Um levantamento conduzido por infectologistas, epidemiologistas e pneumologistas de diferentes regiões do país revelou os efeitos do Vírus Sincicial Respiratório (VSR) em idosos hospitalizados por pneumonia no Brasil, tanto na rede pública quanto privada de saúde. A pesquisa analisou dados de 3.348 pessoas com 60 anos ou mais, internadas entre 2013 e 2023, e foi apoiada por centros de pesquisa de referência.
De acordo com os dados, doenças cardiovasculares (64,2%), diabetes (32%) e doença pulmonar obstrutiva crônica – DPOC (24,5%) foram as comorbidades mais comuns entre os casos mais graves. Pacientes com comorbidades apresentaram maior risco de complicações: taxa de internação em UTI de 34,8%, tempo médio de internação de 13,2 dias e mortalidade de 26,9% — índices superiores aos observados em pacientes sem comorbidades.

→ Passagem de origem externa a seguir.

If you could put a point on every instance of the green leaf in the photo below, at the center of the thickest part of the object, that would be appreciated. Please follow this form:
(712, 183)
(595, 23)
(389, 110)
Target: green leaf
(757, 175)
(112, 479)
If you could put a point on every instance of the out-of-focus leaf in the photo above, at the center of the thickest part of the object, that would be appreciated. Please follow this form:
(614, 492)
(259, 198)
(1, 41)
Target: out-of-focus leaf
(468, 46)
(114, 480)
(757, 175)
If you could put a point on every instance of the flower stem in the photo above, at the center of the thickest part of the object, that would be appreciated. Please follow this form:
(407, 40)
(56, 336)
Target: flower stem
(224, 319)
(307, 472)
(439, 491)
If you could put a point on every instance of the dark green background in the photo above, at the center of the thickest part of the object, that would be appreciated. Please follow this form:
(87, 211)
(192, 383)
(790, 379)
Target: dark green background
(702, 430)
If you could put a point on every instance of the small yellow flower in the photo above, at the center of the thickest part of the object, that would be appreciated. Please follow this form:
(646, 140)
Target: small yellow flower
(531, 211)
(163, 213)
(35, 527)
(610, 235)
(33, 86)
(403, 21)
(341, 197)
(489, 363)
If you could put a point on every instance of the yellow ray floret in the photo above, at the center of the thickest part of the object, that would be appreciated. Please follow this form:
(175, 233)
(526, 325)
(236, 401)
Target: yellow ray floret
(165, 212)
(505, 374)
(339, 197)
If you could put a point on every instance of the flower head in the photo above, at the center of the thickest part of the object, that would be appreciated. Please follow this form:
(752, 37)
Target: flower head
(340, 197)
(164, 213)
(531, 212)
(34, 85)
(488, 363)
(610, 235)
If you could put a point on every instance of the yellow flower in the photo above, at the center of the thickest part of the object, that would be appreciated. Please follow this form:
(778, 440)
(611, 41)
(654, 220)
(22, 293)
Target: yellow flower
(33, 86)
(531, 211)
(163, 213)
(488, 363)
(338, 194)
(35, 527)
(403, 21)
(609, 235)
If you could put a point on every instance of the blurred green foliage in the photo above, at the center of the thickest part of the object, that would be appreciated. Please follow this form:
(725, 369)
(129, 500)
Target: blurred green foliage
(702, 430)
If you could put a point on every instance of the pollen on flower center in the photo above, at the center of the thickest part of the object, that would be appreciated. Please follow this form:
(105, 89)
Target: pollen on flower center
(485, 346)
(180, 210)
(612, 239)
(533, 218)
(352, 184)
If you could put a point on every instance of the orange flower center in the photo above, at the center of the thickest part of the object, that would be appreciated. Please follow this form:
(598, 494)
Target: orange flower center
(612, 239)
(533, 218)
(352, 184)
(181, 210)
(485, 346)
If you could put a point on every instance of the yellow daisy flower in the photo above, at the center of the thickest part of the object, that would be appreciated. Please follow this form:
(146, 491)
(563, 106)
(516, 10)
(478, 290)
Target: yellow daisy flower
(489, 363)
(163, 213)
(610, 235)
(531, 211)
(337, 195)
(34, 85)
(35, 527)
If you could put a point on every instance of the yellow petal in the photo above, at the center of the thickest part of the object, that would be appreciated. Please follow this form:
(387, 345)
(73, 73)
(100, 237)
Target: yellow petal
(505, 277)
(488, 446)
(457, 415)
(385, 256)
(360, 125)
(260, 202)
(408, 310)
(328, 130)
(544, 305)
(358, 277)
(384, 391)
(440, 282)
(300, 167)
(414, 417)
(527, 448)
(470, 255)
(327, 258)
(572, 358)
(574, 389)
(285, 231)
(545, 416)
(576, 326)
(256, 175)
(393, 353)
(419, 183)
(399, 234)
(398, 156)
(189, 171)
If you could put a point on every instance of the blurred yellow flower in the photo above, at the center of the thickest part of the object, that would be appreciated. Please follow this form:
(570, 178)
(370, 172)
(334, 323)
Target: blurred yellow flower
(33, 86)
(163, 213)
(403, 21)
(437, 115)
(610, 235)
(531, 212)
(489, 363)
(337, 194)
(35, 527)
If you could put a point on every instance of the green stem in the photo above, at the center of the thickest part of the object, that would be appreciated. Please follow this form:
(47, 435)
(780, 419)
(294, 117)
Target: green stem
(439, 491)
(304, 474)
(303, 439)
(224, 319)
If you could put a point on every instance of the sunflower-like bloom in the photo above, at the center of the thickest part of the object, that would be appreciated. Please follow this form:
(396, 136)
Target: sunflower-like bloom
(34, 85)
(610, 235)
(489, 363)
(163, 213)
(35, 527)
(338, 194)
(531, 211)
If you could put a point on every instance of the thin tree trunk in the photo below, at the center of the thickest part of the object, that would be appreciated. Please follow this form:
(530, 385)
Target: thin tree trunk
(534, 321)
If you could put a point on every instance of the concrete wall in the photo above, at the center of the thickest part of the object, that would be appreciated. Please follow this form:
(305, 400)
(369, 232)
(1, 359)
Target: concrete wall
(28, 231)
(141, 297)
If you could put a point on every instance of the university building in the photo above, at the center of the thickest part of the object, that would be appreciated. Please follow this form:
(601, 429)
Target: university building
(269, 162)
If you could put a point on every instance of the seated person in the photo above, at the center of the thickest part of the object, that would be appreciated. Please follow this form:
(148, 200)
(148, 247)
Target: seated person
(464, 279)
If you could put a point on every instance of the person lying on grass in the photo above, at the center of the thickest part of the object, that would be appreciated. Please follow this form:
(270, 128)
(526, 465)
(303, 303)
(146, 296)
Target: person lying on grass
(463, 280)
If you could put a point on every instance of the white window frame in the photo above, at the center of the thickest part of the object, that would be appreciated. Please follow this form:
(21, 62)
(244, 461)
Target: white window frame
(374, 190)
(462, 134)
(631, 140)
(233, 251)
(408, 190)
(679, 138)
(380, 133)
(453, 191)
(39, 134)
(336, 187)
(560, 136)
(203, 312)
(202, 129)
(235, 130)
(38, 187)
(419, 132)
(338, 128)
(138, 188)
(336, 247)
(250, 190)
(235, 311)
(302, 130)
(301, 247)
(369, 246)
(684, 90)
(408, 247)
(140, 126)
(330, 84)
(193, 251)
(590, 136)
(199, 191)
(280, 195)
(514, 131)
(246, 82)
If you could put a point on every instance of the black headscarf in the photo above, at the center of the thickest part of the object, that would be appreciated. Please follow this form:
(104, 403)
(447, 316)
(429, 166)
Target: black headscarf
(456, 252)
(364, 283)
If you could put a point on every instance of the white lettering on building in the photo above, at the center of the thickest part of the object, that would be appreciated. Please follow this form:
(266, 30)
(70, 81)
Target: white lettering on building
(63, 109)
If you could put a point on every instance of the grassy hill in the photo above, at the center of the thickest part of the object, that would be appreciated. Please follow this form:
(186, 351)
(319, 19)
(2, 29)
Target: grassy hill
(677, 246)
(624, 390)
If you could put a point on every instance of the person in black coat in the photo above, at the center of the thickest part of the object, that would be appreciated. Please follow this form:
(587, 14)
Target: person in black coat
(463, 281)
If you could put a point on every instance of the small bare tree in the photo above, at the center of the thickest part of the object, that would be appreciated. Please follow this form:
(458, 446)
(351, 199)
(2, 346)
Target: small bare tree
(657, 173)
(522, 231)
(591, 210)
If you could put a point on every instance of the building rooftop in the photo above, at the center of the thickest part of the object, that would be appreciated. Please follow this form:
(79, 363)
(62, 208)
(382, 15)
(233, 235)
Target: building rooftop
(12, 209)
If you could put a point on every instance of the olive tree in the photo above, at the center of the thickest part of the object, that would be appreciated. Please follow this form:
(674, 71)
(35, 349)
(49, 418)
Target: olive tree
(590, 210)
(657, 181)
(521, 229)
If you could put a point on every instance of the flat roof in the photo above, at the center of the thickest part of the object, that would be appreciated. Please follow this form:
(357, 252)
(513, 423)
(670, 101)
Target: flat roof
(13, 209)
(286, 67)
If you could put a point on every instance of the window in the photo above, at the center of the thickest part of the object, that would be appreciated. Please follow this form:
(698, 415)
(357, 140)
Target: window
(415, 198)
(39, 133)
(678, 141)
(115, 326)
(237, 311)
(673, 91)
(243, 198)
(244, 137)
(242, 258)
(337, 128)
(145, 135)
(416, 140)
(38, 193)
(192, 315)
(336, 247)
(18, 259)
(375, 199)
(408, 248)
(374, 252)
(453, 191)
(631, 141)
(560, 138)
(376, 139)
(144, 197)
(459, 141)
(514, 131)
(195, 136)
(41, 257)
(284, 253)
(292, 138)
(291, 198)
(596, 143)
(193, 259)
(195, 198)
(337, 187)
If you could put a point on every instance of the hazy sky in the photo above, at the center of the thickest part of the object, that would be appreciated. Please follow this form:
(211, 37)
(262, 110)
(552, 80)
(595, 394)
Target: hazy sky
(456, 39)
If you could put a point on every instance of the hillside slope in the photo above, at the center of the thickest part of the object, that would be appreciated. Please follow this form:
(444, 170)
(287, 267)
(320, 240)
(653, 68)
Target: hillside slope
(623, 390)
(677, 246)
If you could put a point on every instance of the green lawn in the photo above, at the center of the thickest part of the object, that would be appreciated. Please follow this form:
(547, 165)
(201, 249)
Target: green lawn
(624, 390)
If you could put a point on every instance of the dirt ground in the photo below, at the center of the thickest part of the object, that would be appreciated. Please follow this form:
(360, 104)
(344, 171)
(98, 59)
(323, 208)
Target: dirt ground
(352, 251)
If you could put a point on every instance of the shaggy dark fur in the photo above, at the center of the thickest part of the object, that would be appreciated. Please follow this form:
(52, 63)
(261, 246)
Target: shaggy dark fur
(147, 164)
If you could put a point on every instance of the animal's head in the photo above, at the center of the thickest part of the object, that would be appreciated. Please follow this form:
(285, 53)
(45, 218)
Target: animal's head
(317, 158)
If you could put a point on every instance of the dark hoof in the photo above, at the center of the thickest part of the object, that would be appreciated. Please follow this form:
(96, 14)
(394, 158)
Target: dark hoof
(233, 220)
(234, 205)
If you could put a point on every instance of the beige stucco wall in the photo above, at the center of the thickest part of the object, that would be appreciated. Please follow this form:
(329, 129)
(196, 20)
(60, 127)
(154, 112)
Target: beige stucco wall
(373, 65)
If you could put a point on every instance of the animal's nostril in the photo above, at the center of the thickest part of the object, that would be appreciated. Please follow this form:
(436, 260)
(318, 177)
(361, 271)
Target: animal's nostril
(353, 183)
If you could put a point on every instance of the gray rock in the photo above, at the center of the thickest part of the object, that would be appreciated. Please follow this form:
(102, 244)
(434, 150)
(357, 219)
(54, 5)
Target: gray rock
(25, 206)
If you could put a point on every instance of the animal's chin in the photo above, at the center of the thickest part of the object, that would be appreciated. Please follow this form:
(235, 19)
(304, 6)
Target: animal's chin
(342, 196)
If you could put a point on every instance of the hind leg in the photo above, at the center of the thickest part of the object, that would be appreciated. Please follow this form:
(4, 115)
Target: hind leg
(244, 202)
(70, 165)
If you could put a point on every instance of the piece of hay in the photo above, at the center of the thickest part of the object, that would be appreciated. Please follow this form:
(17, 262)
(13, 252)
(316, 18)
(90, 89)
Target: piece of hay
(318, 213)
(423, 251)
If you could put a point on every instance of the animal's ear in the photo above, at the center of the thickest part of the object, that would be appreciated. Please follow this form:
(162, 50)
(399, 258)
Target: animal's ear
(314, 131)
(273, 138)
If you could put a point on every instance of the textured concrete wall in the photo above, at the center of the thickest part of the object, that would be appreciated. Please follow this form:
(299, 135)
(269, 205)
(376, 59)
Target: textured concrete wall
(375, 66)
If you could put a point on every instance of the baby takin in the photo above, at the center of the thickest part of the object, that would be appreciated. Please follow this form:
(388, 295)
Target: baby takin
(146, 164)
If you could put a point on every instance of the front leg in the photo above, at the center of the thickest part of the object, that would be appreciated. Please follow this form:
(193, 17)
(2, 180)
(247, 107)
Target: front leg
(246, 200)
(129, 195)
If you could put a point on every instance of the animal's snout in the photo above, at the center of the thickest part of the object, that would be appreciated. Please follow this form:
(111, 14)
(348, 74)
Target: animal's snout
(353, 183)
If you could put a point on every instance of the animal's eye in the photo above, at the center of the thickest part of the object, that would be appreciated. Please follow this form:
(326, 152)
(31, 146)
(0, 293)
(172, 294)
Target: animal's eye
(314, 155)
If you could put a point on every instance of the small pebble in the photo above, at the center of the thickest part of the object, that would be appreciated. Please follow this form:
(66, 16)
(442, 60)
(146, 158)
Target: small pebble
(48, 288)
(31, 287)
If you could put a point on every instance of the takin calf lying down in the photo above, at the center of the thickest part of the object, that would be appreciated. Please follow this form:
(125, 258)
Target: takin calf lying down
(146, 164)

Conforme a Sociedade Brasileira de Infectologia (SBI), o VSR é altamente transmissível por gotículas expelidas ao tossir ou espirrar, contato próximo com infectados ou superfícies contaminadas — de forma semelhante à gripe e à covid-19.
Estima-se que 64 milhões de pessoas sejam afetadas anualmente pelo VSR em todo o mundo. Apesar da gravidade, o vírus ainda é subnotificado entre adultos mais velhos, e a vacinação específica para esse grupo é pouco difundida. Diante disso, a SBI lançou a campanha “Protegido você vai longe – Depois dos 60 o risco de ter pneumonia por causa do VSR é maior”, com o objetivo de informar a população e aumentar a cobertura vacinal.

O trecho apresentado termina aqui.